Nathalie Sinclair-Desgagné, députée de Terrebonne

Nathalie Sinclair-Desgagné conjuguera l’apprentissage de deux métiers: maman et députée.
Photo: Facebook Nathalie Sinclair-Desgagné conjuguera l’apprentissage de deux métiers: maman et députée.

Le soir du 20 septembre, Nathalie Sinclair-Desgagné était accompagnée de son nouveau-né d’une semaine à peine pour veiller jusqu’à une heure du matin en attendant de savoir si elle serait élue députée. Son petit Hadrien — nommé en l’honneur de l’empereur romain, et non du troisième enfant de Justin Trudeau — dormait paisiblement, muni de coquilles le protégeant du bruit. La nouvelle maman, elle, a tenu le coup jusqu’en fin de soirée. « J’ai veillé tard », se félicite-t-elle.

L’élue bloquiste fera partie des quelques mères de jeunes enfants qui ont siégé aux Communes au fil des ans. « Je vais représenter la conciliation travail-famille. C’est une de mes fiertés. Il faut qu’on soit représentées », insiste-t-elle en entrevue téléphonique, entre deux boires de son bébé.

Apprendre à la fois à être maman et à être députée suscite toutefois aussi quelques angoisses. « Au moins, je ne défonce pas seule un plafond de verre », reconnaît-elle. « Mais des appréhensions, c’est sûr que j’en ai. Jamais de ma vie je n’ai fait des choses à moitié. Et c’est ce que j’espère éviter à tout prix, de faire les choses à moitié en tant que mère ou en tant que députée. » L’élue appréhende en outre le manque de sommeil. « Mais le café est bon. Et c’est un bon manque de sommeil, où on est fatigués mais heureux. » Mme Sinclair-Desgagné pourra aussi compter sur l’appui de son conjoint, qui prendra l’année de congé parental pour accompagner bébé et maman au parlement.

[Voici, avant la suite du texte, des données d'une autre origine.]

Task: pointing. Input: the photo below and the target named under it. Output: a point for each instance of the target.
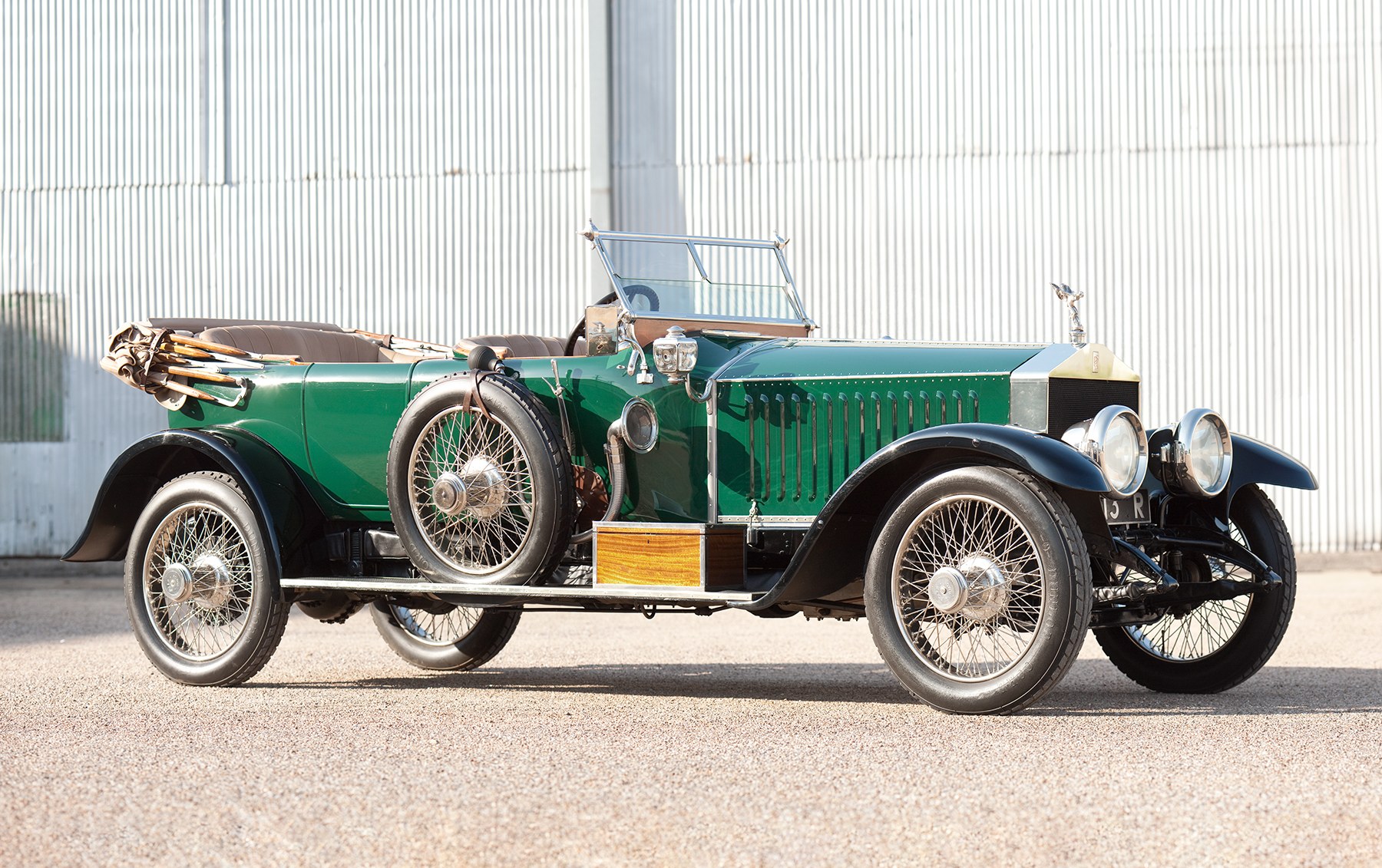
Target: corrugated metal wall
(409, 167)
(1208, 173)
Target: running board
(525, 593)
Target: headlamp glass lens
(1121, 452)
(1205, 455)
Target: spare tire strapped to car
(480, 486)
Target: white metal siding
(419, 169)
(1208, 173)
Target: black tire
(979, 590)
(200, 585)
(444, 638)
(509, 476)
(1175, 655)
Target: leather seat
(521, 346)
(309, 345)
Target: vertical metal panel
(414, 167)
(1205, 172)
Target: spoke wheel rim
(488, 535)
(435, 629)
(991, 633)
(198, 583)
(1204, 631)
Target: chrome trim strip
(632, 593)
(712, 447)
(796, 426)
(858, 376)
(912, 343)
(772, 523)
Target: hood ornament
(1071, 299)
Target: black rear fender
(838, 543)
(269, 486)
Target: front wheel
(442, 636)
(979, 590)
(1216, 645)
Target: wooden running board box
(708, 557)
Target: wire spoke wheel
(979, 589)
(480, 484)
(198, 583)
(1214, 645)
(471, 490)
(969, 588)
(1205, 629)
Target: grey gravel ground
(613, 740)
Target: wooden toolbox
(698, 556)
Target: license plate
(1129, 510)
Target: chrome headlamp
(675, 354)
(1199, 459)
(1116, 441)
(636, 426)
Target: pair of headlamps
(1197, 460)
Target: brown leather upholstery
(521, 346)
(309, 345)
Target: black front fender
(1257, 464)
(151, 462)
(835, 552)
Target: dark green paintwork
(333, 422)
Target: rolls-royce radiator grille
(802, 445)
(1074, 401)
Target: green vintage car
(690, 447)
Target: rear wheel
(200, 583)
(1216, 645)
(979, 590)
(445, 636)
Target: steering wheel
(633, 291)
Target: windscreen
(739, 284)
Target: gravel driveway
(683, 740)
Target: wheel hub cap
(987, 588)
(976, 588)
(449, 493)
(947, 589)
(207, 579)
(212, 579)
(177, 583)
(484, 486)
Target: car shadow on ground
(1092, 688)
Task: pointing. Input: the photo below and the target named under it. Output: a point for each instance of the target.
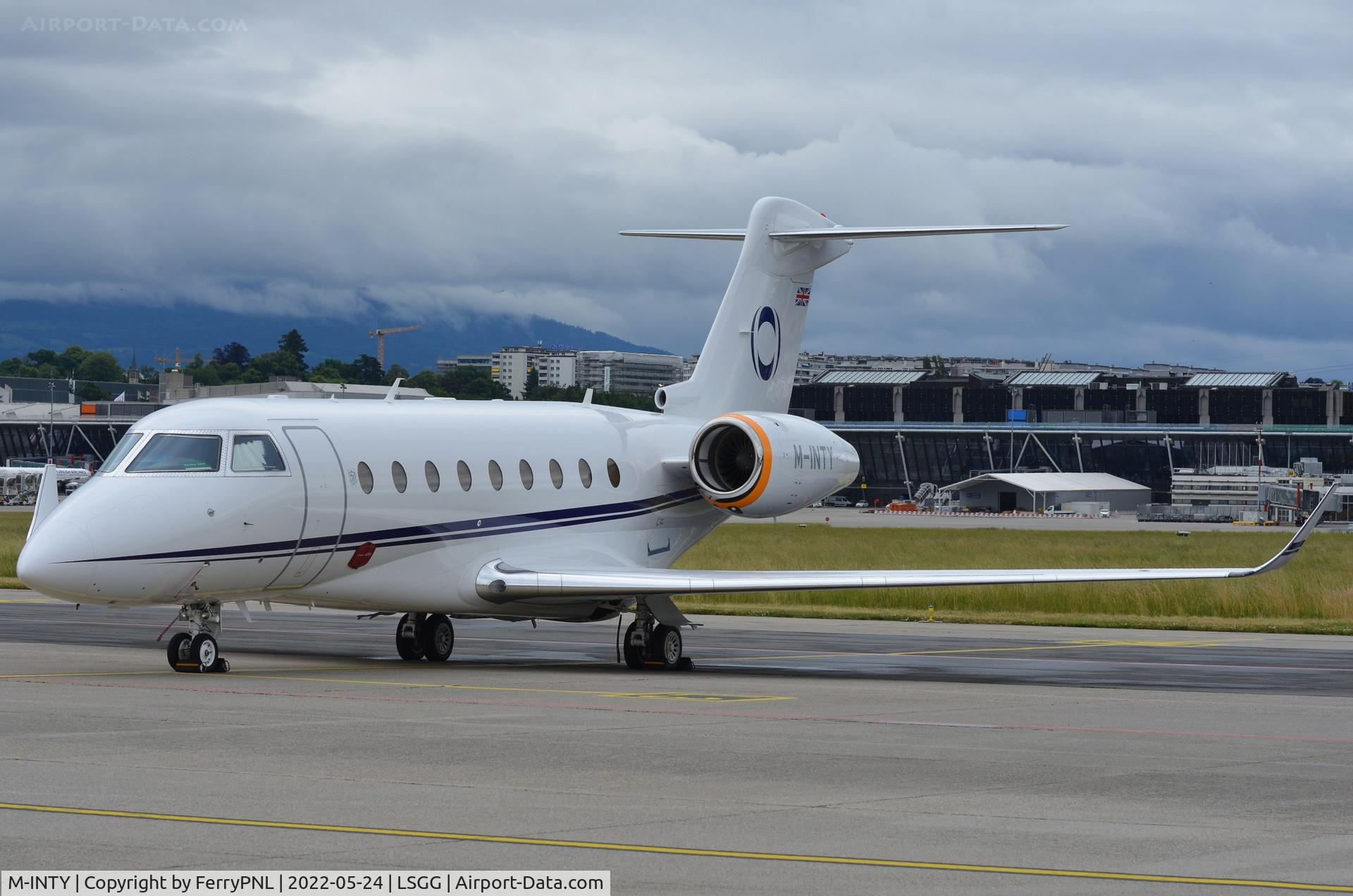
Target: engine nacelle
(769, 465)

Sa collègue Marilène Gill, qui a donné naissance à son troisième enfant en étant députée il y a quatre ans, lui a en outre déjà offert quelques conseils. Elle l’a cependant aussi prévenue que le plus gros défi serait à venir dans deux ans, lorsque le petit Hadrien sera devenu un bambin qui voudra courir partout et toucher à tout. « Mais au moins, dans deux ans, je serai bien installée dans mes fonctions », espère la députée de 33 ans.

Souverainiste depuis son jeune âge, Nathalie Sinclair-Desgagné avait fondé une « cellule bloquiste » lors de ses études à McGill. « Il fallait des convictions », se souvient-elle en riant. Après avoir travaillé 10 ans en Europe, à la suite de sa maîtrise en économie de l’environnement à Oxford, la jeune professionnelle est revenue au Québec il y a cinq ans.

Les appels de militants bloquistes l’ont convaincue de faire le saut l’an dernier. « On était en crise, en pleine pandémie. Il faudrait bientôt une relance économique durable. » L’économiste ne voyait pas meilleur moment pour se lancer : « Je me suis dit que le train passait, et j’ai grimpé dedans. »

Outre les dossiers chers aux familles — comme la compensation fédérale destinée au Québec envertu des ententes sur les services de garde de Justin Trudeau avec les provinces —, la nouvelle députée souhaite défendre des propositions de relance durable, comme une plus grande transparence des banques quant au « risque climatique » de certains actifs polluants.